The Network for Integrating Bioinformatics into Life Sciences Education (NIBLSE) is an NSF-funded Research Coordination Network that aims to establish bioinformatics as an essential component of undergraduate life sciences education. As part of that effort, NIBLSE is working to make existing bioinformatics learning resources more accessible to non-specialists and to increase their use across undergraduate biology courses. To this end, NIBLSE has partnered with the Quantitative Undergraduate Biology Education and Synthesis (QUBES) project and CourseSource to develop and implement a novel model for supporting the refinement, publication, and dissemination of high quality bioinformatics teaching resources. NIBLSE Incubators are small, short-lived, online communities that work with an existing learning resource to (1) improve its usability across diverse life sciences classrooms, (2) introduce and teach important bioinformatics learning outcomes, and (3) move the learning resource toward publication and broader dissemination. This presentation will highlight the current status of the NIBLSE Learning Resource Collection and discuss the opportunities and challenges associated with the Incubator approach for refining learning resources.

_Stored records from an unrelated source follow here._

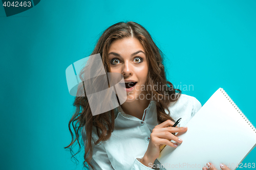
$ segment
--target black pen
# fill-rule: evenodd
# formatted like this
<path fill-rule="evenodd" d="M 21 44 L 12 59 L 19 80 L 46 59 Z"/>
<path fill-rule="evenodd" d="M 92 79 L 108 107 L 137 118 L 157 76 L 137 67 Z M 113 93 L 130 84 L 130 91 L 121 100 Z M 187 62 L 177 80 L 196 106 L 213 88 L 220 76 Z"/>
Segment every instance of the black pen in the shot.
<path fill-rule="evenodd" d="M 175 122 L 174 125 L 173 125 L 173 127 L 176 127 L 176 126 L 180 123 L 181 119 L 181 118 L 180 118 L 179 119 L 178 119 L 178 120 L 177 120 L 176 122 Z M 176 135 L 175 133 L 172 133 L 172 134 L 175 136 Z M 163 150 L 163 149 L 164 148 L 164 147 L 166 147 L 166 144 L 164 144 L 162 147 L 161 147 L 161 148 L 160 149 L 160 152 L 161 152 L 161 151 L 162 151 Z"/>

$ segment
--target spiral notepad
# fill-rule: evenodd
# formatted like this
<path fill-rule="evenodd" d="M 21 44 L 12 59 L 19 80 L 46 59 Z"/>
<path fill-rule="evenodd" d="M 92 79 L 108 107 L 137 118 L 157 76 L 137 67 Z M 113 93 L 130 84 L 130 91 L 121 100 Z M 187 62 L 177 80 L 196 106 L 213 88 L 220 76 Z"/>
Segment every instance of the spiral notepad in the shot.
<path fill-rule="evenodd" d="M 167 145 L 157 158 L 166 169 L 202 169 L 209 162 L 236 169 L 256 145 L 255 127 L 221 88 L 186 126 L 176 135 L 182 143 L 172 140 L 178 147 Z"/>

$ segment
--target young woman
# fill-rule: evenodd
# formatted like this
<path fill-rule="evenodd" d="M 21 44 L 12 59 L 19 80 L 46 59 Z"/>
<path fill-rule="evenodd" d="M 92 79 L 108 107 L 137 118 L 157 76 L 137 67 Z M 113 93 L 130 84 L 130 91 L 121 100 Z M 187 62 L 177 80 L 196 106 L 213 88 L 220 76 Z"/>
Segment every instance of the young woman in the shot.
<path fill-rule="evenodd" d="M 76 109 L 69 124 L 72 140 L 65 148 L 71 147 L 72 151 L 77 140 L 80 151 L 81 133 L 83 164 L 86 166 L 87 162 L 90 169 L 161 167 L 157 159 L 161 147 L 177 147 L 171 140 L 182 142 L 172 133 L 187 131 L 184 126 L 202 107 L 201 103 L 173 88 L 166 79 L 162 52 L 148 32 L 136 22 L 120 22 L 108 28 L 91 55 L 97 54 L 100 54 L 106 72 L 123 76 L 127 100 L 114 109 L 93 116 L 86 95 L 76 97 Z M 172 127 L 181 117 L 180 127 Z M 222 169 L 229 169 L 226 166 Z"/>

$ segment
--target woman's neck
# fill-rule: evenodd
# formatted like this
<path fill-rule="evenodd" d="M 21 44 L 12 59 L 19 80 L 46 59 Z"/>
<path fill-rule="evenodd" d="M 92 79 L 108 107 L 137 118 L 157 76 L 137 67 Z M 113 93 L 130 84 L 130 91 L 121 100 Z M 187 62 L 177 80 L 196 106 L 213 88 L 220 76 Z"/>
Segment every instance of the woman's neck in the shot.
<path fill-rule="evenodd" d="M 150 104 L 150 100 L 135 100 L 132 102 L 124 102 L 121 105 L 124 113 L 141 120 L 145 110 Z"/>

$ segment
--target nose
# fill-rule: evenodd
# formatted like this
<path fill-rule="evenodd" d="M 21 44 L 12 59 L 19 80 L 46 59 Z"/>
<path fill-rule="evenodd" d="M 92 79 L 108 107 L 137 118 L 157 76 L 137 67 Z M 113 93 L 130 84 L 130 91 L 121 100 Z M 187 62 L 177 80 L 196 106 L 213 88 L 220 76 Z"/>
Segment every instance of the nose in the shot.
<path fill-rule="evenodd" d="M 133 69 L 131 63 L 129 62 L 126 62 L 123 66 L 122 68 L 122 75 L 123 76 L 132 75 L 133 75 Z"/>

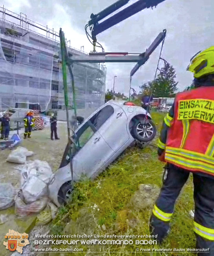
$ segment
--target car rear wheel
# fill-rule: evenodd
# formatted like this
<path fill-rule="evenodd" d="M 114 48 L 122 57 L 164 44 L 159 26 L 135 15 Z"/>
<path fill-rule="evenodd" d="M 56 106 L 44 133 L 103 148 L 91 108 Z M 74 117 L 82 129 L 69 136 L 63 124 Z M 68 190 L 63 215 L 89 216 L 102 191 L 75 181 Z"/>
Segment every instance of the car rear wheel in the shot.
<path fill-rule="evenodd" d="M 71 198 L 73 187 L 71 181 L 68 181 L 62 186 L 58 192 L 58 199 L 60 204 L 65 204 Z"/>
<path fill-rule="evenodd" d="M 153 139 L 156 135 L 156 127 L 150 120 L 138 120 L 133 128 L 133 134 L 135 139 L 140 141 L 148 142 Z"/>

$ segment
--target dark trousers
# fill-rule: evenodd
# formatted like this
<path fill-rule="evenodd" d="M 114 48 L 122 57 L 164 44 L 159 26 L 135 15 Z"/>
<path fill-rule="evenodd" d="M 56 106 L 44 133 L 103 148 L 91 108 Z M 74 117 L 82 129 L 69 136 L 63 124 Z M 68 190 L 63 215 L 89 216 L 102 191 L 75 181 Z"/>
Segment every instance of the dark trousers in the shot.
<path fill-rule="evenodd" d="M 170 164 L 168 166 L 150 219 L 150 232 L 157 235 L 157 240 L 160 242 L 169 231 L 171 216 L 169 214 L 173 212 L 176 200 L 190 174 L 174 165 Z M 209 248 L 209 252 L 199 252 L 198 255 L 214 255 L 214 179 L 193 173 L 193 182 L 196 247 Z M 157 214 L 155 214 L 154 210 Z"/>
<path fill-rule="evenodd" d="M 10 126 L 9 125 L 2 126 L 2 130 L 1 132 L 1 138 L 8 138 L 10 133 Z"/>
<path fill-rule="evenodd" d="M 53 133 L 54 133 L 54 137 L 55 139 L 57 139 L 58 137 L 57 135 L 57 128 L 56 126 L 51 126 L 51 139 L 53 139 Z"/>
<path fill-rule="evenodd" d="M 32 126 L 25 126 L 24 132 L 24 135 L 25 137 L 27 136 L 27 135 L 30 136 L 31 134 L 31 131 Z"/>

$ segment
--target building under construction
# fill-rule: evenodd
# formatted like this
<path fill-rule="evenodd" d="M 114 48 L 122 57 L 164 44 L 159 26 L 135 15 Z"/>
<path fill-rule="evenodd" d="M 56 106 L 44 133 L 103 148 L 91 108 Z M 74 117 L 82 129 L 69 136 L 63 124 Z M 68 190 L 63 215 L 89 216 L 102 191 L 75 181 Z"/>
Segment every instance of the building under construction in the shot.
<path fill-rule="evenodd" d="M 9 107 L 41 111 L 64 109 L 59 33 L 0 7 L 0 111 Z M 86 54 L 71 47 L 68 54 Z M 73 67 L 77 108 L 97 108 L 104 102 L 102 64 Z M 73 100 L 68 76 L 70 109 Z"/>

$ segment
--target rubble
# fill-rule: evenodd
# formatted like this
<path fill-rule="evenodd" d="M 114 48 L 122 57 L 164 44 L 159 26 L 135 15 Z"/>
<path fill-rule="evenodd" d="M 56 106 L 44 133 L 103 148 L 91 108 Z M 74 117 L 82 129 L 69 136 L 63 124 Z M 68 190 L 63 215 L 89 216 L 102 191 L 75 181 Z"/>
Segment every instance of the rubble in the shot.
<path fill-rule="evenodd" d="M 147 207 L 152 207 L 159 193 L 159 189 L 156 185 L 140 184 L 138 190 L 131 198 L 128 206 L 139 211 Z"/>
<path fill-rule="evenodd" d="M 8 220 L 7 214 L 1 214 L 0 215 L 0 224 L 3 224 Z"/>
<path fill-rule="evenodd" d="M 12 151 L 6 161 L 11 163 L 24 164 L 26 162 L 27 157 L 31 156 L 34 154 L 33 151 L 29 151 L 25 148 L 19 147 Z"/>

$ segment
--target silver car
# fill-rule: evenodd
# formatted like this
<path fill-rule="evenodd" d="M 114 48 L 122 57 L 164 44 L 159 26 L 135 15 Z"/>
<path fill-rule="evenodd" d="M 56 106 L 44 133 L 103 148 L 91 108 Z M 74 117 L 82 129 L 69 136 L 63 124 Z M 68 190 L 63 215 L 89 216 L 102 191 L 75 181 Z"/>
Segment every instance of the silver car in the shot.
<path fill-rule="evenodd" d="M 95 178 L 135 140 L 150 141 L 155 126 L 141 107 L 124 100 L 110 100 L 98 109 L 75 131 L 71 161 L 74 181 L 82 174 Z M 60 168 L 49 186 L 49 195 L 59 206 L 71 193 L 71 174 L 67 145 Z"/>

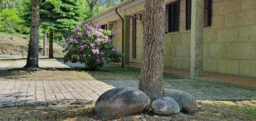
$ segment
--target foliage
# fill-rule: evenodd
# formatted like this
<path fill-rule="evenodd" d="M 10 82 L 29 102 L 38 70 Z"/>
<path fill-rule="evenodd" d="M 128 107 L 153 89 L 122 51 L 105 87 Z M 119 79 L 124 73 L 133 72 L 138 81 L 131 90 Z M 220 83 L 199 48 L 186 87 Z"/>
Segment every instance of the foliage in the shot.
<path fill-rule="evenodd" d="M 101 67 L 104 62 L 119 62 L 121 55 L 110 44 L 114 35 L 112 31 L 93 28 L 88 24 L 80 24 L 73 34 L 66 39 L 63 52 L 64 62 L 79 62 L 86 64 L 86 68 L 95 70 Z"/>
<path fill-rule="evenodd" d="M 10 33 L 21 31 L 23 26 L 20 23 L 24 20 L 17 14 L 16 10 L 2 9 L 0 12 L 0 31 Z"/>

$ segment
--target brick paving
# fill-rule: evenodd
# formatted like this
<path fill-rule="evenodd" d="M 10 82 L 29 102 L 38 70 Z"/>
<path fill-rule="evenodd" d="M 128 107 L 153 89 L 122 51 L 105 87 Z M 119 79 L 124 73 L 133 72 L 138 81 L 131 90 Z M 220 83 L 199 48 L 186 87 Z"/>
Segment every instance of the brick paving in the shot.
<path fill-rule="evenodd" d="M 0 83 L 0 107 L 89 103 L 114 88 L 98 81 L 5 81 Z"/>
<path fill-rule="evenodd" d="M 26 65 L 26 61 L 16 61 L 10 65 L 9 68 L 23 67 Z M 59 61 L 39 61 L 39 67 L 43 68 L 69 68 L 69 67 L 82 67 L 84 64 L 80 63 L 72 63 L 69 62 L 64 64 Z"/>
<path fill-rule="evenodd" d="M 0 84 L 0 107 L 8 107 L 94 102 L 114 87 L 138 88 L 138 80 L 4 81 Z M 165 80 L 163 85 L 189 93 L 199 100 L 256 99 L 256 91 L 191 80 Z"/>

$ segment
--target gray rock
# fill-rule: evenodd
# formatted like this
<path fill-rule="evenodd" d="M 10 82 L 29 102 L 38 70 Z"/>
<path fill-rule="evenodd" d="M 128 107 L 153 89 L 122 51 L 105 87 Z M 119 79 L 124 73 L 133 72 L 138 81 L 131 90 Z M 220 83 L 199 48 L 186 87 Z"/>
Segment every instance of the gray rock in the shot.
<path fill-rule="evenodd" d="M 191 113 L 197 110 L 197 100 L 188 93 L 175 89 L 164 89 L 163 95 L 173 98 L 182 107 L 182 112 Z"/>
<path fill-rule="evenodd" d="M 157 114 L 171 115 L 180 112 L 178 103 L 170 97 L 164 97 L 154 101 L 152 104 L 153 112 Z"/>
<path fill-rule="evenodd" d="M 116 88 L 101 94 L 95 104 L 98 118 L 129 115 L 145 109 L 150 100 L 142 91 L 132 88 Z"/>

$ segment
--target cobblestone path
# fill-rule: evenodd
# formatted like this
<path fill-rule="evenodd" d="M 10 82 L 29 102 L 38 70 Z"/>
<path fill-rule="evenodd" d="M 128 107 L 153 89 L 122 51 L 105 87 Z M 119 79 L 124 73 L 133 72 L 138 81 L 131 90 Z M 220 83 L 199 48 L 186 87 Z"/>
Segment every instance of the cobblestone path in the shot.
<path fill-rule="evenodd" d="M 16 61 L 9 66 L 10 68 L 23 67 L 26 65 L 26 61 Z M 69 62 L 64 64 L 59 61 L 39 61 L 39 66 L 44 68 L 68 68 L 84 67 L 84 64 Z"/>
<path fill-rule="evenodd" d="M 98 81 L 9 81 L 0 84 L 0 107 L 88 103 L 114 88 Z"/>
<path fill-rule="evenodd" d="M 0 82 L 0 107 L 79 104 L 96 101 L 114 87 L 137 88 L 138 80 Z M 165 88 L 189 93 L 199 100 L 256 99 L 256 91 L 188 79 L 165 80 Z"/>

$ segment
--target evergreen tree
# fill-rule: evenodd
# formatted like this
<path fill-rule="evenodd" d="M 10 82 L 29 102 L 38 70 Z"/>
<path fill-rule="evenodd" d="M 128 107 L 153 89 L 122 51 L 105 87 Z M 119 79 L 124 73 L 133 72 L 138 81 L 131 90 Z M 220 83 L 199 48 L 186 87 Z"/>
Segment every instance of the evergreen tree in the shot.
<path fill-rule="evenodd" d="M 84 7 L 82 0 L 41 0 L 40 26 L 49 30 L 49 57 L 53 58 L 53 32 L 65 36 L 79 23 L 88 18 L 90 9 Z M 30 25 L 31 2 L 24 0 L 22 18 Z"/>

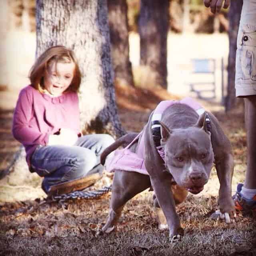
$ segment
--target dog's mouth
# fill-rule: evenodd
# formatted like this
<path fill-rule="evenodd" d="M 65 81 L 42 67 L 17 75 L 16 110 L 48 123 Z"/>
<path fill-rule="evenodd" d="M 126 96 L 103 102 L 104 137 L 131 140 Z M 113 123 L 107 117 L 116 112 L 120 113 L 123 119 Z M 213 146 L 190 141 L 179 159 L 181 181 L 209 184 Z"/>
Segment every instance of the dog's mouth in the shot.
<path fill-rule="evenodd" d="M 196 194 L 200 193 L 204 189 L 204 186 L 194 186 L 192 187 L 190 187 L 187 188 L 187 190 L 190 193 Z"/>

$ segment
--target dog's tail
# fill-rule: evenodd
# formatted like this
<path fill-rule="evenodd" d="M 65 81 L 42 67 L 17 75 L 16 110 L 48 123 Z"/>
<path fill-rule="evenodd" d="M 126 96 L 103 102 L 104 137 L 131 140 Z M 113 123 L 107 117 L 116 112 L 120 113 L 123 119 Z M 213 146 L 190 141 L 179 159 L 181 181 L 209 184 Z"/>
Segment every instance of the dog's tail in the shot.
<path fill-rule="evenodd" d="M 110 146 L 105 149 L 100 155 L 100 163 L 104 165 L 106 158 L 112 151 L 120 146 L 124 148 L 130 143 L 138 134 L 138 132 L 131 132 L 120 137 Z"/>

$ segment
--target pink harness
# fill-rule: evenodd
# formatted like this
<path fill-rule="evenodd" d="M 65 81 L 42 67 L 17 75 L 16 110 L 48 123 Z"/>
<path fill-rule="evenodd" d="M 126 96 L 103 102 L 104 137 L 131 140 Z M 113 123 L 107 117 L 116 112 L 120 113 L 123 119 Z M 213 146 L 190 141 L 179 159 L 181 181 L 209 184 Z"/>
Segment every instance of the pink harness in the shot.
<path fill-rule="evenodd" d="M 161 120 L 164 111 L 168 107 L 177 103 L 185 104 L 195 110 L 199 115 L 205 111 L 201 106 L 190 98 L 186 98 L 181 100 L 163 100 L 161 101 L 155 109 L 152 118 L 152 126 L 153 139 L 159 154 L 164 161 L 164 151 L 160 145 L 160 125 L 159 121 Z M 145 127 L 144 127 L 145 128 Z M 144 128 L 133 140 L 124 148 L 116 150 L 114 156 L 106 160 L 106 168 L 107 171 L 113 172 L 115 170 L 120 170 L 130 172 L 136 172 L 143 174 L 148 175 L 144 164 Z M 132 152 L 129 148 L 138 139 L 137 153 Z M 155 139 L 156 138 L 156 140 Z"/>

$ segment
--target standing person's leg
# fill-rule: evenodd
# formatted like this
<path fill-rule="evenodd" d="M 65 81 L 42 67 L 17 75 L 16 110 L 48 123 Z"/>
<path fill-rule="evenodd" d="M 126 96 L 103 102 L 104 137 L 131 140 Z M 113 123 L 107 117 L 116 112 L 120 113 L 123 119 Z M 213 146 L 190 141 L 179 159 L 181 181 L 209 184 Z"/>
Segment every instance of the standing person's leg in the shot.
<path fill-rule="evenodd" d="M 247 166 L 244 184 L 233 196 L 237 210 L 256 210 L 256 0 L 244 1 L 237 38 L 237 97 L 244 98 Z"/>
<path fill-rule="evenodd" d="M 247 146 L 247 168 L 244 186 L 250 189 L 256 189 L 256 95 L 245 98 L 244 104 Z"/>

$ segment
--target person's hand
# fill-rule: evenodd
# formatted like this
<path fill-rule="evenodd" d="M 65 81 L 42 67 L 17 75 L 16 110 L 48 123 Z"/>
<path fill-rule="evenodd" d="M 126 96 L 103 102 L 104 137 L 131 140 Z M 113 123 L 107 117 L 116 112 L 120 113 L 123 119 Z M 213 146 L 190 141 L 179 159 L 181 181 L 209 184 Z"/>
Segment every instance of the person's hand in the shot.
<path fill-rule="evenodd" d="M 54 134 L 49 136 L 49 141 L 47 145 L 73 146 L 77 139 L 77 134 L 75 132 L 69 129 L 62 128 L 60 130 L 59 134 Z"/>
<path fill-rule="evenodd" d="M 230 0 L 204 0 L 204 5 L 206 7 L 210 7 L 212 13 L 220 11 L 223 2 L 224 2 L 223 8 L 225 9 L 228 8 L 230 4 Z"/>

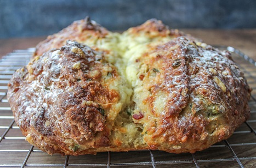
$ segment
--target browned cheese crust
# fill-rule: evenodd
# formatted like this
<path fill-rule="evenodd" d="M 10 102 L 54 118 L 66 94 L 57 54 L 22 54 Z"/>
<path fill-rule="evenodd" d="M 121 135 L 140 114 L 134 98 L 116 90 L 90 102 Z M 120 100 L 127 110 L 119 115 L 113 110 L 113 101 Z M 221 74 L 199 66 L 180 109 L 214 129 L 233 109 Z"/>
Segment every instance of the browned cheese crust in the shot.
<path fill-rule="evenodd" d="M 148 49 L 133 63 L 141 83 L 135 87 L 133 117 L 144 125 L 150 149 L 201 151 L 227 139 L 249 117 L 251 90 L 229 52 L 184 37 Z"/>
<path fill-rule="evenodd" d="M 251 91 L 230 53 L 160 21 L 120 34 L 86 19 L 39 43 L 7 97 L 26 140 L 49 154 L 179 153 L 230 137 Z"/>
<path fill-rule="evenodd" d="M 34 56 L 41 56 L 52 49 L 60 48 L 67 40 L 89 43 L 93 46 L 97 40 L 104 38 L 109 33 L 107 29 L 87 17 L 84 20 L 73 22 L 58 33 L 49 35 L 45 40 L 40 42 L 36 47 Z"/>

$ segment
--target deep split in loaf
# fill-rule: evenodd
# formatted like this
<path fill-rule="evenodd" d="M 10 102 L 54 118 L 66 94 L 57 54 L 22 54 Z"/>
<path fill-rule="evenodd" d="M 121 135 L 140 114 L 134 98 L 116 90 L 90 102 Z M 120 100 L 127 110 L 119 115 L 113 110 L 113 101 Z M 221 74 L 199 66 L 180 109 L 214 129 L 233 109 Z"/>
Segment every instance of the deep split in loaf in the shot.
<path fill-rule="evenodd" d="M 153 19 L 122 34 L 75 21 L 41 42 L 8 86 L 22 134 L 49 154 L 194 153 L 249 116 L 230 53 Z"/>

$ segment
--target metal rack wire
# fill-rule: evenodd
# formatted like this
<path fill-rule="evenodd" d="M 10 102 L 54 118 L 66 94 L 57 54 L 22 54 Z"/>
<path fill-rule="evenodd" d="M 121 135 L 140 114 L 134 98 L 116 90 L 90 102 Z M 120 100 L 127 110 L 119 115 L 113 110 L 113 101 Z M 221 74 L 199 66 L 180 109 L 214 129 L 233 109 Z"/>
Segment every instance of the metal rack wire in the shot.
<path fill-rule="evenodd" d="M 232 47 L 217 46 L 232 53 L 233 59 L 256 90 L 256 63 Z M 229 139 L 194 154 L 158 151 L 103 152 L 96 155 L 49 155 L 25 141 L 14 122 L 6 98 L 7 84 L 14 71 L 26 65 L 34 48 L 14 50 L 0 60 L 0 167 L 200 167 L 256 166 L 256 91 L 249 105 L 251 117 Z"/>

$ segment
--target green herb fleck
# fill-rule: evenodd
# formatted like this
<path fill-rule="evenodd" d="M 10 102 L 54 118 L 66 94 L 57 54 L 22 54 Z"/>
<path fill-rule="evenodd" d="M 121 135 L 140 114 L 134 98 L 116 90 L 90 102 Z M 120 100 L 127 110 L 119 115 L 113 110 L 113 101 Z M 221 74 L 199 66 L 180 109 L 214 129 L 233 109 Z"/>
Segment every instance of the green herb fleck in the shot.
<path fill-rule="evenodd" d="M 153 68 L 152 70 L 155 73 L 160 73 L 159 70 L 157 69 Z"/>
<path fill-rule="evenodd" d="M 126 112 L 127 113 L 127 115 L 128 115 L 128 116 L 131 116 L 132 115 L 132 112 L 130 111 L 127 110 L 127 111 L 126 111 Z"/>
<path fill-rule="evenodd" d="M 110 72 L 107 73 L 107 76 L 112 76 L 112 73 Z"/>
<path fill-rule="evenodd" d="M 77 151 L 77 150 L 78 150 L 78 149 L 79 149 L 79 145 L 77 144 L 76 144 L 76 145 L 73 148 L 73 151 L 76 152 Z"/>
<path fill-rule="evenodd" d="M 103 109 L 101 108 L 99 108 L 98 109 L 98 110 L 99 110 L 100 112 L 100 113 L 101 113 L 103 116 L 105 116 L 105 110 L 104 109 Z"/>

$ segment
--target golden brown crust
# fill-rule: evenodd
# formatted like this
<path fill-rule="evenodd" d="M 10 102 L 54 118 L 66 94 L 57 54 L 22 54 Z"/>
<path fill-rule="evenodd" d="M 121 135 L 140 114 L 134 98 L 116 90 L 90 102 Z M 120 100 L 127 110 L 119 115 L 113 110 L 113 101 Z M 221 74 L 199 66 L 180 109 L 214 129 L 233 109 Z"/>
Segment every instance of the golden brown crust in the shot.
<path fill-rule="evenodd" d="M 201 151 L 228 138 L 248 119 L 251 89 L 230 53 L 184 37 L 149 50 L 133 63 L 141 67 L 138 80 L 144 90 L 133 98 L 143 117 L 133 118 L 144 125 L 150 149 Z"/>
<path fill-rule="evenodd" d="M 112 35 L 95 25 L 75 22 L 49 37 L 10 81 L 9 102 L 31 144 L 49 154 L 194 153 L 228 138 L 249 117 L 251 88 L 229 52 L 156 20 L 109 46 L 93 43 L 96 51 L 63 46 Z M 52 47 L 59 49 L 43 54 Z"/>
<path fill-rule="evenodd" d="M 68 41 L 18 70 L 8 85 L 8 96 L 27 139 L 49 153 L 76 154 L 78 151 L 71 150 L 75 147 L 70 143 L 109 146 L 110 132 L 105 128 L 112 122 L 109 113 L 120 110 L 115 106 L 119 91 L 109 85 L 121 82 L 102 52 Z M 97 139 L 99 134 L 106 138 Z"/>

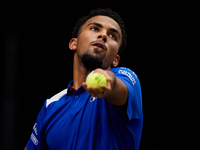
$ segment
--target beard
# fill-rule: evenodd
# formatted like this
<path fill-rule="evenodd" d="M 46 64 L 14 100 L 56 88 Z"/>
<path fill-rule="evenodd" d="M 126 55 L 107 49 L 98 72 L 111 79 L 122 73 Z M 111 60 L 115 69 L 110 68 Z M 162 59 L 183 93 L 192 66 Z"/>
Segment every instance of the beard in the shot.
<path fill-rule="evenodd" d="M 83 54 L 81 57 L 81 61 L 88 71 L 95 70 L 96 68 L 103 69 L 103 59 L 104 59 L 104 56 L 94 57 L 88 53 Z"/>

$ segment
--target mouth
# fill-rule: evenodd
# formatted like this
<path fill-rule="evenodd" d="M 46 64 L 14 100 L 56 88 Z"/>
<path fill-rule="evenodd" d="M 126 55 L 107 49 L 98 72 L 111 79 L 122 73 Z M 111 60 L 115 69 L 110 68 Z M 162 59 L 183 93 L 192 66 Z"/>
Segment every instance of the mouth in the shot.
<path fill-rule="evenodd" d="M 92 46 L 96 46 L 100 49 L 107 50 L 106 45 L 103 42 L 94 41 L 92 42 Z"/>

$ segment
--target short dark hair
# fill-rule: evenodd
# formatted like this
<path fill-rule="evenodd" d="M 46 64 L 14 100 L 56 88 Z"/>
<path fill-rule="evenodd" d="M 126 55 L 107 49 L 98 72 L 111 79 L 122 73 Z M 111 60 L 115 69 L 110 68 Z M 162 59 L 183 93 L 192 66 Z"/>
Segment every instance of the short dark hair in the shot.
<path fill-rule="evenodd" d="M 118 55 L 121 55 L 121 53 L 123 52 L 123 50 L 125 49 L 125 47 L 127 45 L 127 34 L 126 34 L 126 30 L 125 30 L 125 24 L 124 24 L 124 21 L 122 20 L 122 18 L 119 16 L 119 14 L 112 11 L 110 8 L 94 9 L 87 16 L 83 16 L 82 18 L 80 18 L 73 28 L 72 37 L 77 38 L 79 36 L 79 30 L 81 29 L 82 25 L 85 22 L 87 22 L 87 20 L 89 20 L 92 17 L 100 16 L 100 15 L 108 16 L 108 17 L 112 18 L 113 20 L 115 20 L 119 24 L 121 31 L 122 31 L 122 43 L 119 47 Z"/>

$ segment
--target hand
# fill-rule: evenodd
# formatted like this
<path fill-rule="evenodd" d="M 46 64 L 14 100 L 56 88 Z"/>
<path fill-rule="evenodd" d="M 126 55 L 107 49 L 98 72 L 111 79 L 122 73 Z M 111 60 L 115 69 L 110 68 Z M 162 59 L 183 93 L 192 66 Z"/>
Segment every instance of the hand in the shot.
<path fill-rule="evenodd" d="M 99 98 L 106 98 L 106 96 L 112 91 L 112 82 L 113 79 L 111 77 L 111 73 L 108 70 L 103 69 L 95 69 L 94 72 L 98 72 L 103 74 L 106 77 L 107 80 L 107 86 L 100 85 L 100 88 L 103 90 L 102 92 L 98 89 L 98 87 L 94 86 L 93 89 L 90 86 L 87 86 L 86 82 L 82 84 L 83 88 L 90 93 L 93 97 L 99 97 Z"/>

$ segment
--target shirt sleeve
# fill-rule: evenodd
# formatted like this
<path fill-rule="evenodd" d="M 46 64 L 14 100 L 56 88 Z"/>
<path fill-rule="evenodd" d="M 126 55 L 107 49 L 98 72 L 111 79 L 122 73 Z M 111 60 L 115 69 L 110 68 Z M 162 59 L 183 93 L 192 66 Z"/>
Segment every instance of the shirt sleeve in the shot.
<path fill-rule="evenodd" d="M 127 116 L 129 120 L 139 119 L 142 115 L 142 93 L 137 75 L 130 69 L 120 67 L 112 71 L 117 78 L 121 79 L 128 88 Z"/>
<path fill-rule="evenodd" d="M 43 135 L 43 122 L 46 114 L 46 101 L 40 113 L 37 116 L 36 122 L 33 126 L 31 137 L 26 145 L 27 150 L 45 150 L 46 142 Z"/>

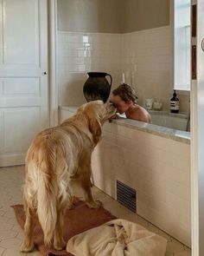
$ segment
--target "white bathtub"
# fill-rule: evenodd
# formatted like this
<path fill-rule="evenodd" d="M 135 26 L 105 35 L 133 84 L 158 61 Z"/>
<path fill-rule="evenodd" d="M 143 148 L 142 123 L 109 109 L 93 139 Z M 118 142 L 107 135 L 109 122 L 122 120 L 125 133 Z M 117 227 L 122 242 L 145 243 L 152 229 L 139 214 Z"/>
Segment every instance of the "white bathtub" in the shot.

NIBLSE and QUBES are supported by grants from the National Science Foundation (DBI 1539900 and DUE 1446269, respectively). Any opinions, findings, and conclusions or recommendations expressed in this material are those of the authors and do not necessarily reflect the views of the National Science Foundation.

• Russ Altman

The Stanford Biomedical Informatics (BMI) program has existed since 1982, granting PhD and MS degrees. The program continues to house students interested in both bioinformatics and clinical informatics (including imaging informatics), and the faculty has resisted specializing the program into only one of those areas, or splitting the program. The focus on methology development, validation and application makes allows these closely related application domains to co-exist within the program. In response to faculty concern that students were not sufficiently broad in their understanding of all areas of biomedical informatics (naturally tending to focus on the application domain and relevant methods, without broad synthesis of the field), we have recently reorganized our qualifying exam to be in two parts. In the first, students take a comprehensive written exam on the broad content of biomedical informatics, with a strong methodological bias. In the second, they write an NIH R01 style proposal outlining the specific aims of their research work. This all happens at the end of the second year. I will discuss the genesis of this new process, and review the broad categories for the written comprehensive exam which are: (1) modeling biomedical systems, (2) bioinformatics, (3) translational bioinformatics, (4) medical informatics, (5) imaging informatics, and (6) basic informatics research skills. The curriculum is still evolving and I will present a snapshot of our results using it in the first several qualifying examinations.